One afternoon, my cousin made a passing comment upon seeing a celebrity on TV, “My husband is really repulsed by men like this guy. Sissy men. He’s afraid that they would hit on him.”
It came out of nowhere – we weren’t talking about gay people at the time. Moreover, there was no proof that the celebrity she was referring to was even gay. He didn’t look very effeminate – though I don’t believe all gay men are effeminate. (Nor do I believe that all gay men are out to seduce or flirt with straight men. Her comment reminds me of what my boss said once: “Do you really think you’re that hot?”)
I’ve never forgotten what she’s said since then. I know her husband well, and have always thought he was a nice guy, save for his unrestrained mouth sometimes (just like his wife’s).
Her comment has made me realize the irony of the whole thing. Heterosexual men believe that gay men are “disgusting” because of the presumption that they would be harassed by the gay men, and yet, they don’t think anything is wrong about the rampant harassment of women by straight men.
To be honest, I also did not relate the two issues until I heard a male acquaintance say, “I’m not anti gay, but I’m traumatized, because when I went to the gym, my trainer touched me and tried to flirt with me. So I’ve had a bad experience with gay men.”
As I was listening to him, I thought: “That’s it? Just that one time and now you stereotype all of them?” But then, I felt really weird. Why didn’t I take my friend’s experience seriously?
I started recounting my experience living in Indonesia, as well as the stories of the women around me. When I was in third grade, while my hand was being held by my mother at the mall, two grown-up men who were working at a restaurant challenged each other to approach me. When my mom was reading the menu, they quickly kissed my cheeks.
Grade school was when boys forcefully grabbed girls’ face and kissed them on the lips, even if the girls struggle and fought the boys to no avail. In seventh grade in middle school, some boys in my class would compete to grab girls’ butt when they bumped into each other in the hallway. Some went as far as openly fondling girls’ breasts.
In middle school also, a friend told me that when she was waiting to be served a bowl of meatball soup, the vendor unzipped his pants and flashed his penis at her. When I told this to my mother, she was not surprised at all, and even told me of a similar experience she had in university, except the perpetrator was a bajaj (auto rickshaw) driver.
In my high school, boys would boldly put their hands on girls’ knees to feel up their thighs, sometimes all the way up to their crotch. Once when I was swimming, an unknown older man followed me around at the beach. I was wearing a one-piece swimsuit instead of a t-shirt at the time. Recently, a female friend told me that when she was a little girl, a friend of her father’s assaulted her, making her vagina bleed.
The most common response by adults and even school authorities was that it was typical boys’ behavior. But these incidents are not limited only to school environment and it definitely is not attributable merely to boys’ immaturity.

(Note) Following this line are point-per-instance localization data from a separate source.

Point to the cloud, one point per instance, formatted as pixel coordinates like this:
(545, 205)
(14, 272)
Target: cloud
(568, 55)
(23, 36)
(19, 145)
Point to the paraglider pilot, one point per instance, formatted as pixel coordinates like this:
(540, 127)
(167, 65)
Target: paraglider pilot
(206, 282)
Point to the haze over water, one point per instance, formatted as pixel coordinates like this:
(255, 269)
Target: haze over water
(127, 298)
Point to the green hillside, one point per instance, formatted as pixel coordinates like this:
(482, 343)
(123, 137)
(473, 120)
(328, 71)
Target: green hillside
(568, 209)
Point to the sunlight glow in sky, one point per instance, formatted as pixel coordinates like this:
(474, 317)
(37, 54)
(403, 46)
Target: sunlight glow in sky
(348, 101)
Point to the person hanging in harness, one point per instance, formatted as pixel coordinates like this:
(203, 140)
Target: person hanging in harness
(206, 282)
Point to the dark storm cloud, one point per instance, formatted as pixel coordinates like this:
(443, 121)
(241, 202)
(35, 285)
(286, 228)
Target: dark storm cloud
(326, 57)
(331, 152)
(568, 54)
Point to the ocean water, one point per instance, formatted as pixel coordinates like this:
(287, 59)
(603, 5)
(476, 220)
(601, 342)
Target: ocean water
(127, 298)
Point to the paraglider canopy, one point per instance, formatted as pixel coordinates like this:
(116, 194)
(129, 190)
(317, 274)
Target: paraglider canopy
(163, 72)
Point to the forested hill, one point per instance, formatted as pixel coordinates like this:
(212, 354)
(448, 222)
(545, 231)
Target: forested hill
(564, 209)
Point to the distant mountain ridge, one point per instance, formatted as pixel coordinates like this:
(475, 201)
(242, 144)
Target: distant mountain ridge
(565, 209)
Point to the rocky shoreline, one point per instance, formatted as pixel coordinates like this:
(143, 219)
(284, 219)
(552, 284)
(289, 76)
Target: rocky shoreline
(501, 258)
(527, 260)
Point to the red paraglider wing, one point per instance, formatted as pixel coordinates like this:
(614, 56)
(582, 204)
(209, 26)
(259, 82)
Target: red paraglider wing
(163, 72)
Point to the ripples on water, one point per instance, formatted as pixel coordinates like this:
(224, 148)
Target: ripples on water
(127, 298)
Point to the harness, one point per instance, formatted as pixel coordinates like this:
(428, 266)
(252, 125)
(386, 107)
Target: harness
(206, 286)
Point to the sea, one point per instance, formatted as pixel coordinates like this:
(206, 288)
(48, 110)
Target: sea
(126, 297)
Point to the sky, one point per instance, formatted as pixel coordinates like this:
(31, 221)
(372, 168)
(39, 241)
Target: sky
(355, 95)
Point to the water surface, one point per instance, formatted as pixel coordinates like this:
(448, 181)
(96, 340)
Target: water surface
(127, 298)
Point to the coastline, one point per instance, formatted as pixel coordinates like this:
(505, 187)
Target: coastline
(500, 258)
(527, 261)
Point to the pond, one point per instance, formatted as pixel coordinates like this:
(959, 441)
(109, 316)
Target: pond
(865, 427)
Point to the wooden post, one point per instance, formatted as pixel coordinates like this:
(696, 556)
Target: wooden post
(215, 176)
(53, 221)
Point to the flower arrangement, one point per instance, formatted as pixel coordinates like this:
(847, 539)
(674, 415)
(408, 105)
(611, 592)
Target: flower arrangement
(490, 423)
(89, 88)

Singer and gender rights activist Kartika Jahja wrote in an article on Magdalene about a rape victim who was confronted in trial by the judge and defense lawyers with questions about the color of her bra, her clothing and her religious belief.
In this article, journalist Hans David argued that rape cases perpetrated by several renowned Indonesian male activists had been covered up by journalists, media, and even known feminist figures.
These two articles are only a tiny portion of a vast number of stories on sexual assaults and rapes, cases like those perpetrated by a Quran teacher to his female students, by a stepfather or biological father to his daughters, and by a grandfather to his granddaughter.
The magnitude of the normalization of sexual harassment of women makes some of these incidents go unquestioned. Instead, the female victims are questioned on why they are “incapable” of protecting themselves. My female friend mentioned above was accused by her own mother of sexually teasing her father’s friend – at 10 years old!
Consequently, it is not uncommon for women to normalize harassment done by men. I, too, trivialized my male friend’s experience with that one gay man, because I have been too accustomed to accept sexual harassment as a daily occurrence. If heterosexual men can say, “I am disgusted by gay men, because they harass (heterosexual) men,” can I also say that I am disgusted by heterosexual men?
I am not saying I hope heterosexual men also experience sexual harassment. Nor is it my intention to trivialize incidents of sexual harassment of men.
I don’t think anyone would ever want to be a victim of sexual harassment. However, maybe we need to start asking: why is sexual harassment considered wrong when the victim is a straight man and the perpetrator a gay man, but considered normal when the victim is a woman and the perpetrator a straight man?